Data from: Integrating quantitative morphological and qualitative molecular methods to analyze soil nematode community responses to plant range expansion

1. Belowground nematodes are important for soil functioning, as they are ubiquitous and operate at various trophic levels in the soil food web. However, morphological nematode community analysis is time consuming and requires ample training. qPCR-based nematode identification techniques are well available, but high throughput sequencing (HTS) might be more suitable for non-targeted nematode community analysis. 2. We compared effectiveness of qPCR and HTS-based approaches with morphological nematode identification while examining how climate warming-induced plant range expansion may influence belowground nematode assemblages. We extracted nematodes from soil of Centaurea stoebe and C. jacea populations in Slovenia, where both plant species are native, and Germany, where C. stoebe is range expander and C. jacea is native. Half of each nematode sample was identified morphologically and the other half was analysed using targeted qPCR and a novel HTS approach. 3. HTS produced the highest taxonomic resolution of the nematode community. Nematode taxa abundances correlated between the methods. Therefore, especially relative HTS and relative morphological data revealed nearly identical ecological patterns. All methods showed lower numbers of plant feeding nematodes in rhizosphere soils of C. stoebe compared to C. jacea. However, a profound difference was observed between absolute and relative abundance data; both sampling origin and plant species affected relative abundances of bacterivorous nematodes, whereas there was no effect on absolute abundances. 4. Taken together, as HTS correlates with relative analyses of soil nematode communities, while providing highest taxonomic resolution and sample throughput, we propose a combination of HTS with microscopic counting to supplement important quantitative data on soil nematode communities. This provides the most cost-effective, in-depths methodology to study soil nematode community responses to changes in the environment. This methodology will also be applicable to nematode analyses in aquatic systems.

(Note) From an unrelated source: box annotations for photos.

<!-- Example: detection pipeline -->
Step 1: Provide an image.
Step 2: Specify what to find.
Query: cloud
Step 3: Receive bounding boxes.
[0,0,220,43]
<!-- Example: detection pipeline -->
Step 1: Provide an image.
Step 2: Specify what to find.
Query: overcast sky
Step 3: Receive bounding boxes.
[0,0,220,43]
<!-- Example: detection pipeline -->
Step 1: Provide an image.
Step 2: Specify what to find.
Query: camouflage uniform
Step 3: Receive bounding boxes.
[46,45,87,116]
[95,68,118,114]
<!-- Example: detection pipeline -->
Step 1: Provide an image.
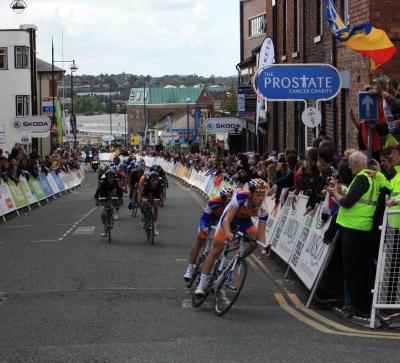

1. 地下线虫广泛分布于土壤食物网的各个营养级，对土壤生态系统功能至关重要。然而，线虫群落的形态学鉴定分析不仅耗时耗力，还需要充足的专业培训。基于实时定量聚合酶链式反应（quantitative PCR, qPCR）的线虫鉴定技术已较为成熟，但高通量测序（High Throughput Sequencing, HTS）或许更适用于非靶向性线虫群落分析。2. 本研究对比了qPCR、HTS与形态学鉴定三种线虫分析方法的有效性，同时探究了气候变暖驱动的植物分布范围扩张如何影响地下线虫群落组成。研究分别从斯洛文尼亚（两种植物均为本土物种）与德国（Centaurea stoebe为分布扩张物种，C. jacea为本土物种）的Centaurea stoebe和C. jacea种群土壤中提取线虫；每份线虫样本均分为两部分，一半进行形态学鉴定，另一半分别采用靶向qPCR与新型HTS方法开展分析。3. HTS在线虫群落的分类学分辨率上表现最优，三种方法得到的线虫类群丰度均具有相关性；其中，HTS相对丰度数据与形态学相对丰度数据所揭示的生态模式几乎完全一致。所有方法均显示，C. stoebe根际土壤中的植食性线虫数量显著低于C. jacea根际土壤。但绝对丰度与相对丰度数据间存在显著差异：采样来源与植物物种均会影响食细菌线虫的相对丰度，却不会对其绝对丰度产生作用。4. 综上，HTS不仅可与土壤线虫群落的相对丰度分析结果高度相关，还能提供最优的分类学分辨率与样本通量；因此本研究提出将HTS与显微计数法相结合，以补充土壤线虫群落的关键定量数据。该方案兼具高性价比与深入解析能力，是探究土壤线虫群落对环境变化响应的最优方法，同时也可应用于水生系统的线虫分析研究。